Stolen Lands by Jillian Hishaw

systematic land theft cover

“Stolen Lands” explains what happened to the land?

Stolen Lands by Jillian Hishaw points to facts like. Of the 2.3 billion acres that make up the United States, twenty-nine percent is federally owned, two percent is held as Indian reservations, nine percent is owned by state and local government, and the remaining sixty percent is held privately. For over 10,000 years tribal nations inhabited the lands of North America it wasn’t until Europeans began to migrate to the U.S. in the late 1400’s did the country consists of borderlines creating states and ownership of private property. African and indigenous tribes believed in communal living and conservation of resources.

As the population of Europeans increased, the number of large animals like the American buffalo decreased. By 1889 the number of buffalo decreased from 60 million to 541 over the span of a decade.
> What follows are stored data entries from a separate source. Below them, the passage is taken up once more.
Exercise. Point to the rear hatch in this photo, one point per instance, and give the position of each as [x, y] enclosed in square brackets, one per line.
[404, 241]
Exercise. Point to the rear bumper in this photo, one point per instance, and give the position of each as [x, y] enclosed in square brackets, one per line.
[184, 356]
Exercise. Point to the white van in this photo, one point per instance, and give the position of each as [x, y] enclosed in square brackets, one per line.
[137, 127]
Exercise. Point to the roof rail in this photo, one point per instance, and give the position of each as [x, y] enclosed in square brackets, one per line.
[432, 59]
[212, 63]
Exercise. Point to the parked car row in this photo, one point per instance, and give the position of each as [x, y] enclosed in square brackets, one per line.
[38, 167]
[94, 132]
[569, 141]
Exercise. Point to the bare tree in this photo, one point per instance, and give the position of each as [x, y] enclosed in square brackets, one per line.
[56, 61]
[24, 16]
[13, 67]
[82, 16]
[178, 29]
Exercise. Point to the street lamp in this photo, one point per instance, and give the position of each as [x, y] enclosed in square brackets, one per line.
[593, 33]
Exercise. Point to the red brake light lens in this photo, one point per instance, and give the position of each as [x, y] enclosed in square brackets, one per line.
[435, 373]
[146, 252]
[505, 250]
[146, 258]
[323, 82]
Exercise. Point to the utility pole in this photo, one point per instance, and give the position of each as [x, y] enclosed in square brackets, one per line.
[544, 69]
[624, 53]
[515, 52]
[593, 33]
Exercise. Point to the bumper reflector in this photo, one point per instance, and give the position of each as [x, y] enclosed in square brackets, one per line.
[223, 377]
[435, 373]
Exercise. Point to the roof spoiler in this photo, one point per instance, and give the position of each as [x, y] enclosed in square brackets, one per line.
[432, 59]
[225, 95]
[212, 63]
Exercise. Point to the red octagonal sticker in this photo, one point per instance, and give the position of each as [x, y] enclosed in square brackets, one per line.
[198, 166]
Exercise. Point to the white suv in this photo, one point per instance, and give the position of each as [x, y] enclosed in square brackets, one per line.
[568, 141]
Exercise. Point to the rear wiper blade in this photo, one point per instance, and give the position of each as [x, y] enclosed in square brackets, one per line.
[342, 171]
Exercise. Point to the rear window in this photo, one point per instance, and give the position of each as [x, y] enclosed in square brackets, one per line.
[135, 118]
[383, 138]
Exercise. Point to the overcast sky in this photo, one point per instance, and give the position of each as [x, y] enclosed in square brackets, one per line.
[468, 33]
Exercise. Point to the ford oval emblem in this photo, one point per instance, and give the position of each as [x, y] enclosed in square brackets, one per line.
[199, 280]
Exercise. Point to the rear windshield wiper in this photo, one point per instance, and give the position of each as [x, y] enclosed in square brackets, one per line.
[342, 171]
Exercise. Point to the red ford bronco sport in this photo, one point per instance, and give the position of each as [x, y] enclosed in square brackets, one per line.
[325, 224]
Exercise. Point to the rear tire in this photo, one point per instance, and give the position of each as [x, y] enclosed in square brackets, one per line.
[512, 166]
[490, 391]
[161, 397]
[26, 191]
Millions of indigenous people were killed by Europeans for their land. The remaining survivors were forced to live on reservations which today consist of 2 % of U.S. land. From 1887 to 1934, 90 million acres of tribal land once reserved for tribes was “purchased” by the federal government.

To cultivate the land, 600,000 slaves were transported from Africa, remained in bondage til 1863. Europeans became the majority race and leveraged stolen land as collateral to secure wealth. Legal and policy systems were set in place to ensure their future hierarchal wealth status.
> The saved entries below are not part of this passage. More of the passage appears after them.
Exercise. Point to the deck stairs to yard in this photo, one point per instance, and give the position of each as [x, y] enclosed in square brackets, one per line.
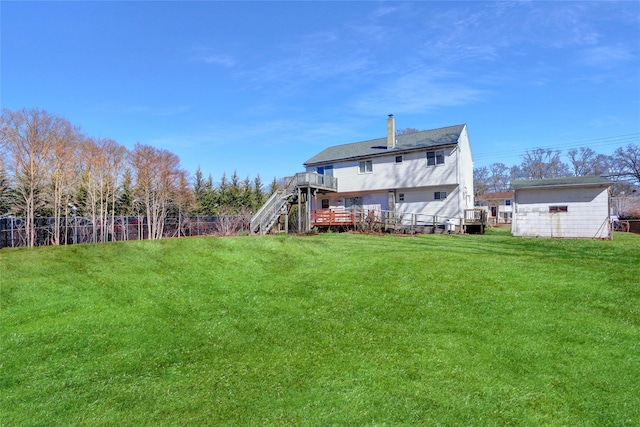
[280, 201]
[276, 205]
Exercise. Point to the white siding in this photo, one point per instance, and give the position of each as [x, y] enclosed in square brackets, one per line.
[414, 178]
[387, 174]
[587, 213]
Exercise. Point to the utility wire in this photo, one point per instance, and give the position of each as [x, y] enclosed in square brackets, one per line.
[590, 143]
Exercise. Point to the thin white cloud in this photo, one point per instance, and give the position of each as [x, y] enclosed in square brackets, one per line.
[417, 92]
[208, 56]
[607, 56]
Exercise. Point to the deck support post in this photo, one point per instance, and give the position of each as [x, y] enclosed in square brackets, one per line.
[308, 203]
[299, 210]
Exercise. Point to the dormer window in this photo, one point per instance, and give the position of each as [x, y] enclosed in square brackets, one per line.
[365, 166]
[435, 158]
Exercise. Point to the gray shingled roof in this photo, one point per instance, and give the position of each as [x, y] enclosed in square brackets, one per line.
[561, 182]
[375, 147]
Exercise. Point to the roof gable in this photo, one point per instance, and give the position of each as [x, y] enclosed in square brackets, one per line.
[375, 147]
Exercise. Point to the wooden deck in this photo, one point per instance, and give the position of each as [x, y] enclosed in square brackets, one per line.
[334, 218]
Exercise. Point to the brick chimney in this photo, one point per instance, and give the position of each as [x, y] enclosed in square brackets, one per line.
[391, 132]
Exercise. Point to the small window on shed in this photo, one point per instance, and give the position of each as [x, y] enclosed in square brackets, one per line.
[558, 209]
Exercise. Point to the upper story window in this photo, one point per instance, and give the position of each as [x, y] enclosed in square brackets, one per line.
[435, 158]
[558, 209]
[325, 170]
[365, 166]
[440, 195]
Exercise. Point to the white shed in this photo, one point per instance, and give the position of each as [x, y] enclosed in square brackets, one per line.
[574, 207]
Stolen Lands by Jillian Hishaw statistics:

  • Whites own over 95 percent of U.S. farmland while Blacks own 0.8 percent.
  • Today, 1 in 3 indigenous household income is less than $25,000 annually 1 in 5 Black families live below the poverty at $26,000 per year.
  • Black farmers make on average less than $40,000 annually, compared to White farmers at $190,000.

Jillian Hishaw’s book “White Land Theft” explores European settlement’s impact on indigenous and black communities as it relates to U.S. land appropriation from a personal perspective.